Our fourth breakthrough:

4 - Qt documentation is poor, and profiling mixed language software is nightmarish

Yes, two Qt size hints were enough to improve the UI responsiveness by a huge margin. Those were two one-liners but reduced the CPU samples from 40% down to 10% of total samples. This means Picard can actually do useful stuff instead of guessing sizes during repaints of the UI.

Without hints = 40% of CPU samples drawing

With hints = 10% of CPU samples drawing

Side effects? 150x speedup on moving files during clustering with expanded clusters (worst case scenario) + sorting disabled. People used to recommend collapsing the clusters to speed things up, but it got solved by two one-line hints. Completely crazy.


With this, I was pretty much done, but the UI still had some freezing/hiccup issues, especially in Windows. After further profiling, I have noticed the worker threads had a lot of contention while checking configuration variables. They spent a ton of time waiting for each other due to locks. To prevent them from locking, we only locked the reader threads if the cached setting was marked as stale/dirty or when a thread needed the lock to update the setting. This was done in this commit.

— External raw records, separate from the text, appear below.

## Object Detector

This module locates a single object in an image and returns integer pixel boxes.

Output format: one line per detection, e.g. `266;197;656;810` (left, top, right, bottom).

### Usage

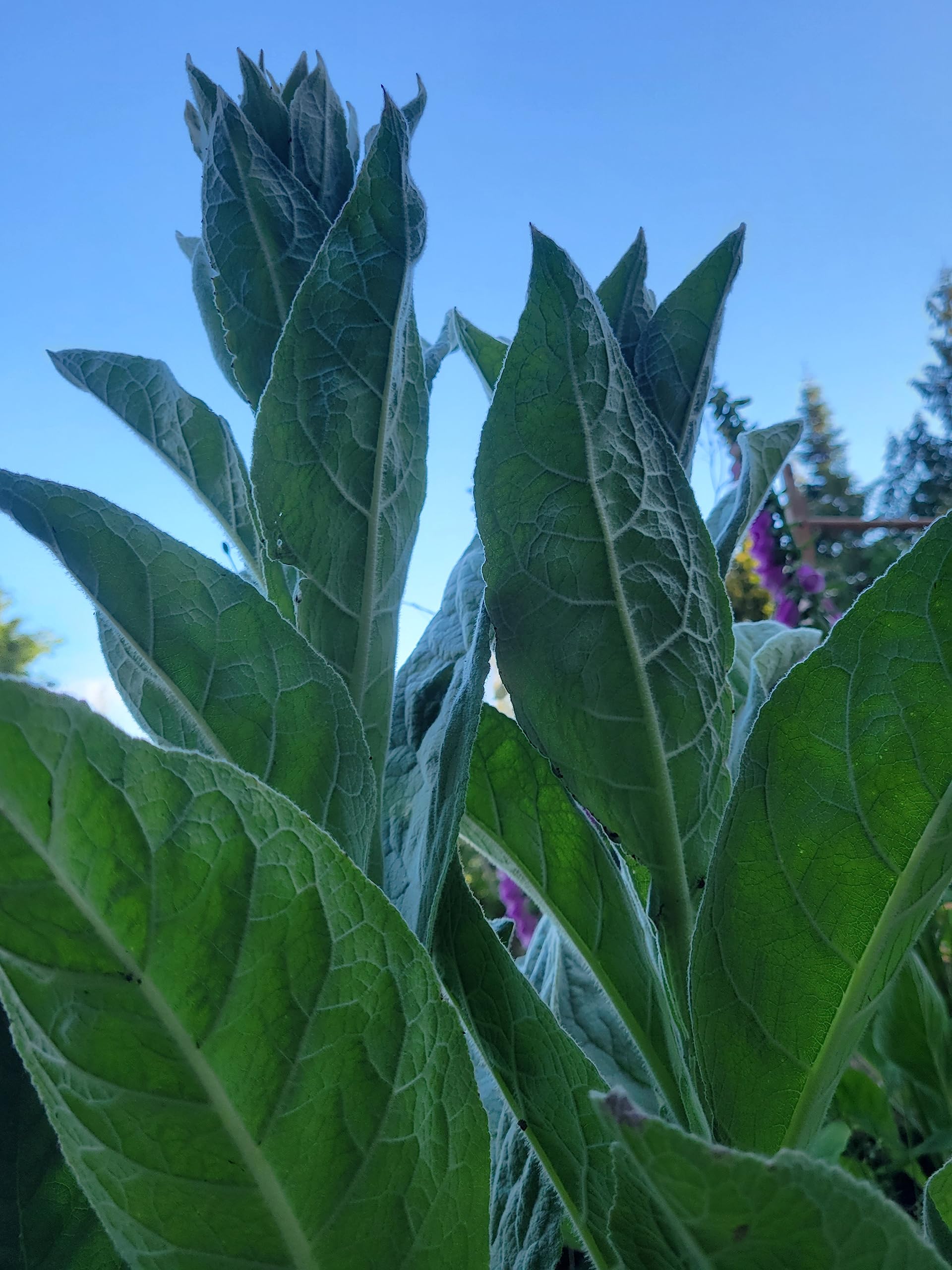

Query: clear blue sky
0;0;952;726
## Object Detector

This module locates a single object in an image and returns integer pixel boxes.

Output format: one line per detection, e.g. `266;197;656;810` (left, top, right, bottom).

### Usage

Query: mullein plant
0;42;952;1270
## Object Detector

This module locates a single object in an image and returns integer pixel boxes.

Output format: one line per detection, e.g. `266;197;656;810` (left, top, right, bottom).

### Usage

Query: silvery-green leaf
484;919;565;1270
251;100;429;773
0;680;489;1270
238;48;291;165
433;861;617;1270
872;952;952;1133
202;91;330;406
596;230;655;370
727;626;823;780
521;916;660;1113
185;102;208;159
727;617;789;714
453;309;509;401
383;538;490;948
403;75;426;136
50;348;260;575
422;309;457;388
705;419;803;576
595;1091;942;1270
344;102;360;172
923;1159;952;1266
185;57;218;128
175;231;247;401
691;517;952;1152
475;232;732;993
0;472;376;867
281;54;307;107
291;54;354;221
0;1007;123;1270
635;225;744;471
461;705;705;1125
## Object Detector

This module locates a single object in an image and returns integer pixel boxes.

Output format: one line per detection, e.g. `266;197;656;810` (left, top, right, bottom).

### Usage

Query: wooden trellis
783;463;936;567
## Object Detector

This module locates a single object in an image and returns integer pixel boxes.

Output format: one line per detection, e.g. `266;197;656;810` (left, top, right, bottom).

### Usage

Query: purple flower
797;564;827;596
499;871;538;948
773;596;800;626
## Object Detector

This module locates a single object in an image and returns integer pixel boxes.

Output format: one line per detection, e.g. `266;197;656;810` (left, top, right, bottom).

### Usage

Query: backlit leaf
692;517;952;1152
0;680;489;1270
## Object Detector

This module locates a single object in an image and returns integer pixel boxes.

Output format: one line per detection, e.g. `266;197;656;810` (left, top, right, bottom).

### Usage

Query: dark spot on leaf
410;665;453;749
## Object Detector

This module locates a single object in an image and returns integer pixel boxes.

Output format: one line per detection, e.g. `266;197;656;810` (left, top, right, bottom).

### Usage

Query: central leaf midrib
20;808;319;1270
560;291;691;912
780;767;952;1149
349;252;409;726
47;522;235;763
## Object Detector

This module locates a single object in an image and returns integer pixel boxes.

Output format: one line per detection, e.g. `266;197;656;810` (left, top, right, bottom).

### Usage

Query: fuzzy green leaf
635;225;744;471
238;48;291;166
202;91;330;406
0;1009;123;1270
50;348;260;574
0;472;376;866
281;54;307;108
461;706;703;1124
923;1161;952;1266
872;952;952;1133
421;309;460;388
291;54;354;221
383;538;490;948
175;231;247;401
727;617;789;712
596;1092;942;1270
596;230;656;371
728;626;821;780
453;309;509;401
692;517;952;1152
251;100;429;773
475;232;731;988
433;861;616;1270
0;681;489;1270
706;419;803;576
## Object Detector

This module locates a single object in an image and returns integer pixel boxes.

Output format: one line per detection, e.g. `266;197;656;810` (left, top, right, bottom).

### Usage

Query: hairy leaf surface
596;1092;942;1270
923;1161;952;1265
251;99;429;772
596;230;656;371
0;681;489;1270
474;918;574;1270
476;226;731;973
0;1009;123;1270
433;861;616;1270
872;952;952;1133
383;538;490;948
461;706;703;1124
238;48;291;166
50;348;260;574
728;626;823;780
692;517;952;1152
635;225;744;471
202;90;330;406
0;472;376;866
291;54;354;222
706;419;803;576
175;231;247;401
453;309;509;401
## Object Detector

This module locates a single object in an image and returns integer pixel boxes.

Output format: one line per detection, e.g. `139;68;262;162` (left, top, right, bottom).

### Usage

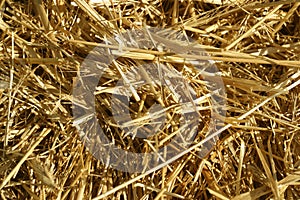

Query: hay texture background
0;0;300;200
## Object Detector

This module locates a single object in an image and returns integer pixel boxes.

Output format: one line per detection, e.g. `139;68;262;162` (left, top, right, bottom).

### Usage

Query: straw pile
0;0;300;200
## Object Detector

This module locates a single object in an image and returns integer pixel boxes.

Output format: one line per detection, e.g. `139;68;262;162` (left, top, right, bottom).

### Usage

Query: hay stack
0;0;300;200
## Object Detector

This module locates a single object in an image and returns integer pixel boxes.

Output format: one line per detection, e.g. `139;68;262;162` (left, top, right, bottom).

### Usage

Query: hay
0;0;300;200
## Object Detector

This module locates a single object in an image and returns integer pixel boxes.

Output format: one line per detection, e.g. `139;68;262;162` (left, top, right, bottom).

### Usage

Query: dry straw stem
0;0;300;200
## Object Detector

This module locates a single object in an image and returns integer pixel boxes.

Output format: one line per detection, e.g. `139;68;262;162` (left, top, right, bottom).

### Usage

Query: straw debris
0;0;300;200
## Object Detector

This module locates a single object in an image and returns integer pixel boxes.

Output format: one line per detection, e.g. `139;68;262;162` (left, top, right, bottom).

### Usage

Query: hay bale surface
0;0;300;200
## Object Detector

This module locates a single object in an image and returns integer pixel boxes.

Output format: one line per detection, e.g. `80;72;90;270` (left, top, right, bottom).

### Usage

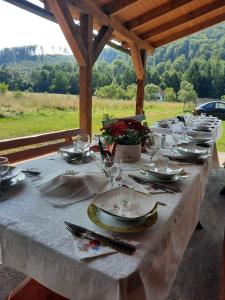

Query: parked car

Other area of Picard that drastically slowed things down was selecting tracks. They updated the metadata box, which can be awfully expensive depending on how many items are selected. I tried to mitigate the issue here, by preventing metadata box updates if the selection didn’t change. It seemed very logical to me (as I am trying to prevent reprocessing everything), but it ended up causing issues to other users. Tried a few more changes later, but it still ended up being changed as users reported other issues… My bad.

End results

As reported in ticket PICARD-1844 - Further improve loading and clustering performance, loading times fell from 50m down to 5m30s (~9x speedup), and clustering times fell from 5h to 2m (~150x speedup) in my library with 19k files. UI responsiveness is way harder to measure, so no hard measures on that, but you can try it by yourself. Touching mere 700 lines of code instead of rearchitecting the entire thing as I initially thought would be necessary… Changes were released in Picard 2.4.

It was pretty fun and the results were great. Laurent (Zas), Philipp (outsidecontext) and Sophist (I don’t know his real name) were awesome and helped a lot.